Mi fermai al centro della stanza, fra le mura in cui ero cresciuta.

Il mio sguardo si posò sulla carta da parati rosa con le margherite che ancora non era stata tolta, sulla parete accanto a dove poco fa si trovava il mio letto c'erano ancora le dediche scritte col pennarello nero che Julia, Maia e Vivienne mi avevano scritto molti anni prima, quando ancora eravamo delle bambine spensierate e la vita era tutta rose, fiori e felicità.

Ci feci una foto col mio cellulare, in modo da avere una piccola parte di loro con me.

Ma ho imparato a mie spese che tutte le cose, belle o brutte che siano, prima o poi finiscono.

L'unica cosa che ora sembrava infinita era il dolore per aver perso mia madre, il che era anche il motivo per cui stavo lasciando questo paese, le amicizie, insomma la mia intera vita, per andare in un college a Boston.

Avevo pregato mio padre piangendo per restare qui fino a sette minuti fa, pensai. Lui era stato fermo, non si era scomposto e non aveva mostrato emozioni mentre mi ripeteva per l'ennesima volta che il suo lavoro da manager lo portava in giro per il mondo, e io ero ancora troppo piccola per restare qui da sola.

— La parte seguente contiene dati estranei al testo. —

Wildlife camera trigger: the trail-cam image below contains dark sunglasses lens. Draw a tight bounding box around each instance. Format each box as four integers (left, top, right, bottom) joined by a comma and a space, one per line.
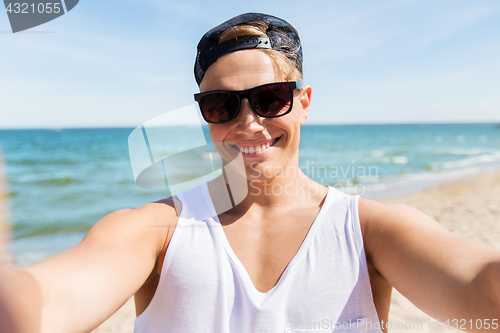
200, 93, 240, 123
250, 84, 293, 117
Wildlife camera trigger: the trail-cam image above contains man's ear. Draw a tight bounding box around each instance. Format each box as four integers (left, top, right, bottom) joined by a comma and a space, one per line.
299, 86, 312, 126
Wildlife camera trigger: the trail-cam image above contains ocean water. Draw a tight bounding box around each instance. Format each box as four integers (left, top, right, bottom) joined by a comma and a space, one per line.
0, 124, 500, 265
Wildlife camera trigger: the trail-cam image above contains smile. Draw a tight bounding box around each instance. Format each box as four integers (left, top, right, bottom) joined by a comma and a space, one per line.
237, 137, 281, 154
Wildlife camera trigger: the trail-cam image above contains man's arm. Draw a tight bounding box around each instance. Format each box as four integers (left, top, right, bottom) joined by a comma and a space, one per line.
26, 203, 177, 333
0, 142, 177, 333
359, 199, 500, 332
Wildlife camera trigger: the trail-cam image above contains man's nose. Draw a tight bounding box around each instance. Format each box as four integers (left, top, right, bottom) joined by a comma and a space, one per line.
236, 98, 264, 131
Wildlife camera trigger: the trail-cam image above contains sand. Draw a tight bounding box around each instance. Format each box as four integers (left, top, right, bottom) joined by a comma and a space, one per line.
93, 171, 500, 333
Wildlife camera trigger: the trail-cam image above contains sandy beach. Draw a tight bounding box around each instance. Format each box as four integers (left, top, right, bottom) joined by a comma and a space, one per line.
93, 170, 500, 333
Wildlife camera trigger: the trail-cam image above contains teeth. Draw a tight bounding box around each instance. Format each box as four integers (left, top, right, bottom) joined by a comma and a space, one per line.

D'altronde non aveva neanche torto, ma io ero ancora troppo scossa per pensare in maniera razionale. Mia madre che è morta neanche una settimana fa, e ora io mi trovo qui, nella mia stanza vuota dove ho vissuto la mia vita, e stavo per lasciare tutto e andare incontro a chissà cosa.

"Arya! Prendi le valigie, è arrivato il taxi." Mi urlò mio padre da sotto.

Insistette per venire anche lui ad accompagnarmi all'aereoporto, ma avevo bisogno di lasciarmi tutto alle spalle il prima possibile, insieme a ogni cosa che mi ricordasse questo posto prima che mi venisse una crisi di nervi e panico, mio padre compreso.

Non era mai stato un grande sentimentalista lui, al funerale della mamma non l'avevo visto piangere, ma non per questo non era triste, come non per questo adesso non era triste a lasciarmi partire.

"Stammi bene piccola mia, ci rivediamo presto." Mi sussurrò mentre lo abbracciavo.

"Anche tu papà, ti voglio bene."

Cercando di non piangere salii sul taxi.

"Direzione, signorina?" Chiese il tassista.

"L'aeroporto, grazie."

E poi aggiunsi, quasi sussurrando: "si va a Boston."